Como discuti em outros textos, os dispositivos orientados ao cultivo de formas de subjetividade funcionais ao capitalismo tardio preenchem o vazio, por assim dizer, deixado pelo desmantelo do estado de bem-estar social e do arranjo fordista-keynesiano do “capitalismo organizado”. Enquanto tal arranjo institucionalizava um direito ao sono e ao descanso, em resposta “aos piores abusos no tratamento dos trabalhadores” (Crary, 2014: 24) que marcaram a anterior fase industrial-liberal do capitalismo (Boltanski; Chiapello, 2007), o capitalismo tardio lança sobre os indivíduos a responsabilidade pelo manejo do próprio sono, em mais uma instância daquela individualização discutida por Bauman como típica da “modernidade líquida”.  A administração individualizada das próprias necessidades de sono se dá, entretanto, em condições sociais de vida que pressionam os mesmos indivíduos a maximizarem sua vigília tanto quanto possível: na tentação viciante a assistir vários episódios de um seriado ao longo da madrugada, com a consciência de que é preciso levantar cedo para o trabalho no dia seguinte; na necessidade que um professor substituto tem de cortar horas de sono para administrar sua carga de aulas e, ainda assim, escrever artigos que turbinem seu currículo; na jornada dupla de uma mulher que, devido à distribuição desigual do trabalho doméstico e do cuidado, chega em casa do trabalho e, em vez de descansar, vai lavar a louça e colocar as crianças para dormir.

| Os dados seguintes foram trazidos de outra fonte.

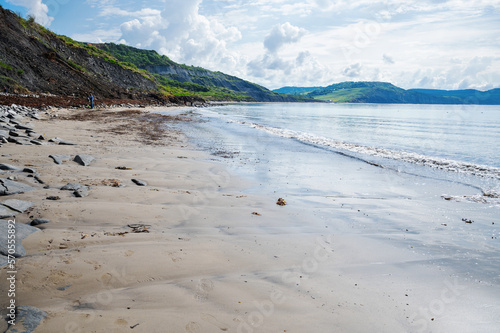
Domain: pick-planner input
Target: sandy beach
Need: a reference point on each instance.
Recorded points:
(210, 256)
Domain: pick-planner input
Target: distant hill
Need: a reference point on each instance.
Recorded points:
(383, 92)
(469, 96)
(296, 90)
(175, 77)
(34, 59)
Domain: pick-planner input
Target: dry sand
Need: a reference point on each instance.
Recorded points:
(208, 263)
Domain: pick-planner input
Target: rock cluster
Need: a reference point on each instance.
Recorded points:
(12, 130)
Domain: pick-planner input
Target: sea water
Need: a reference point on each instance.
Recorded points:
(459, 143)
(423, 180)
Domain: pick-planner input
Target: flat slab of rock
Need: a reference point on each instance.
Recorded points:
(28, 318)
(18, 205)
(22, 231)
(36, 222)
(8, 187)
(72, 187)
(139, 182)
(59, 159)
(84, 160)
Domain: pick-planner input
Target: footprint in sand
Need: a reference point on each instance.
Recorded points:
(121, 322)
(214, 321)
(203, 288)
(193, 327)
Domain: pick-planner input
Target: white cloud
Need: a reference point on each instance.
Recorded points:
(387, 59)
(37, 9)
(282, 34)
(181, 32)
(416, 43)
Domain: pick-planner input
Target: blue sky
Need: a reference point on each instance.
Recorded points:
(442, 44)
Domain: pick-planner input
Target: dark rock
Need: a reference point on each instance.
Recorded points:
(4, 134)
(36, 222)
(8, 187)
(18, 205)
(66, 143)
(81, 193)
(6, 212)
(23, 127)
(23, 142)
(84, 160)
(29, 170)
(72, 187)
(27, 320)
(140, 182)
(40, 181)
(58, 159)
(22, 231)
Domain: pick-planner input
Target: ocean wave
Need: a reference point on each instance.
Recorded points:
(410, 157)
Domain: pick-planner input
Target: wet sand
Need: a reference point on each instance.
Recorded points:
(217, 257)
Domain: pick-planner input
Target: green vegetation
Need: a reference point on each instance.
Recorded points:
(138, 57)
(383, 92)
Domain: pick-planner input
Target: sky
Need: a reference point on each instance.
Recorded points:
(436, 44)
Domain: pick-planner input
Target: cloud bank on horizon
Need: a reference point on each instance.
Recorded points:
(446, 44)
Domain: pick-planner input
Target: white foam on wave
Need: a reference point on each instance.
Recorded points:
(433, 162)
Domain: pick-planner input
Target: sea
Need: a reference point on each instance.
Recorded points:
(409, 192)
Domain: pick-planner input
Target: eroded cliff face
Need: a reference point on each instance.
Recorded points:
(36, 60)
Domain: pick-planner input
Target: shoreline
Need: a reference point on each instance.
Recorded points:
(207, 262)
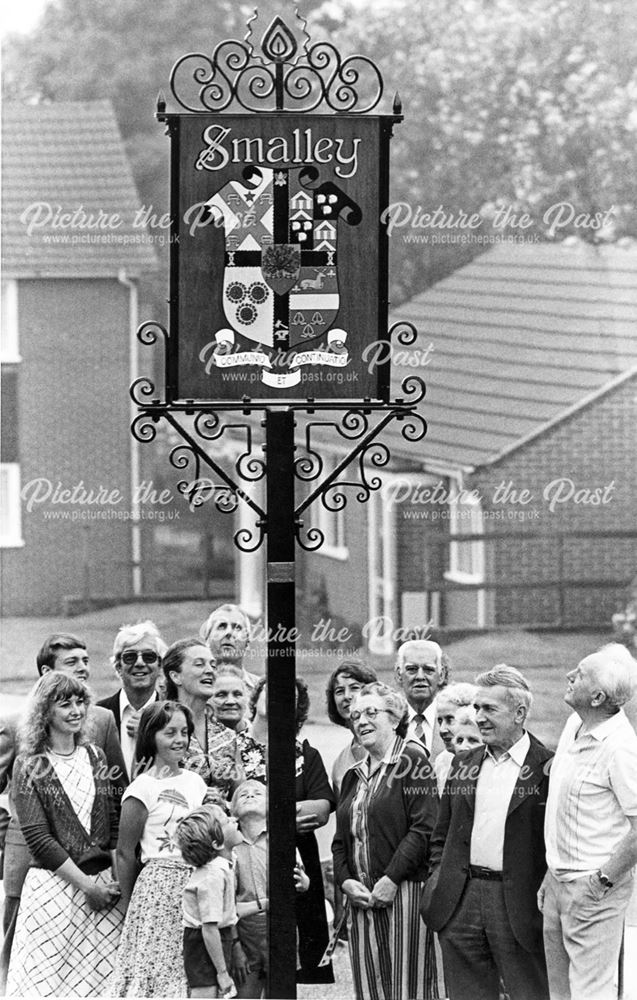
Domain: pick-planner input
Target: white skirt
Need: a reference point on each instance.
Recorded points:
(61, 948)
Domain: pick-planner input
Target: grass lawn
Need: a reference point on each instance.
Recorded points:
(543, 657)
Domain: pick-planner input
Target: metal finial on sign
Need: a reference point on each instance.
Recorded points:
(282, 72)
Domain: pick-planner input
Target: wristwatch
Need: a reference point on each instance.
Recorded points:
(604, 879)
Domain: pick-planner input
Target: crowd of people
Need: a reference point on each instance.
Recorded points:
(470, 861)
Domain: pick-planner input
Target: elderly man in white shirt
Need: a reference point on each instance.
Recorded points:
(591, 829)
(420, 672)
(226, 632)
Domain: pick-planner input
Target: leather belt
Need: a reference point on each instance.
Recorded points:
(475, 871)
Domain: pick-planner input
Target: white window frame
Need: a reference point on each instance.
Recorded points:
(12, 538)
(9, 339)
(460, 525)
(331, 523)
(381, 571)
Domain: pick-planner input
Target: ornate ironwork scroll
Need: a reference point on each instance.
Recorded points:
(284, 72)
(358, 426)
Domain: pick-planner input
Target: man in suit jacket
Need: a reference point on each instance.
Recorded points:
(487, 855)
(67, 653)
(420, 672)
(137, 653)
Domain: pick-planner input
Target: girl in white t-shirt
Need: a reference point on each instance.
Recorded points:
(149, 958)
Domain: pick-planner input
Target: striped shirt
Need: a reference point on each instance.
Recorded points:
(592, 791)
(371, 775)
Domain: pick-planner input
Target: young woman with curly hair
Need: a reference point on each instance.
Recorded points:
(70, 916)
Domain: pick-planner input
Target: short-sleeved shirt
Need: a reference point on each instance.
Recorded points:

Uma olhada nas literaturas de autoajuda e desenvolvimento pessoal verá que a proteção ao sono, embora pensada como uma responsabilidade estritamente individual, ainda é frequentemente justificada como necessária à otimização das próprias capacidades. Sacrificar “demasiadas” horas de sono torna-se contraproducente, dizem gurus diversos da ideologia gerencial, quando tal sacrifício passa a prejudicar as competências necessárias ao desempenho eficiente de tarefas cotidianas no trabalho e em outras dimensões da vida. Quantas horas sacrificadas de sono, porém, são demasiadas? Na medida em que esse cálculo é abandonado aos ombros individuais, também ignorada é a desigualdade de recursos que diferentes indivíduos têm à disposição para enfrentar os desafios socioestruturais ao seu sono. Por exemplo, o período entre cinco e sete da manhã no qual um empresário dorme, enquanto sua empregada doméstica se desloca de ônibus para sua residência, revela uma desigualdade de classe em função da qual o tempo de sono do primeiro é comprado às custas do tempo de sono da segunda.

Seja como for, Crary sustenta uma posição mais radical: conforme caem os controles institucionais próprios a “formas mitigadas ou controladas de capitalismo”, passam a desabar também os discursos ideológicos que ainda justificavam a “produtividade” e a “utilidade” do sono e do descanso com base nas suas qualidades regeneradoras. Mais do que negar que esses discursos persistem em certos quadrantes, o desencantado crítico se concentra no descompasso sistêmico que os períodos de repouso (seja da produção, seja do consumo) apresentam em relação ao capitalismo 24/7: “o tempo para o descanso e a regeneração dos seres humanos é simplesmente caro demais para ser estruturalmente possível no capitalismo contemporâneo” (Crary, 2014: 24).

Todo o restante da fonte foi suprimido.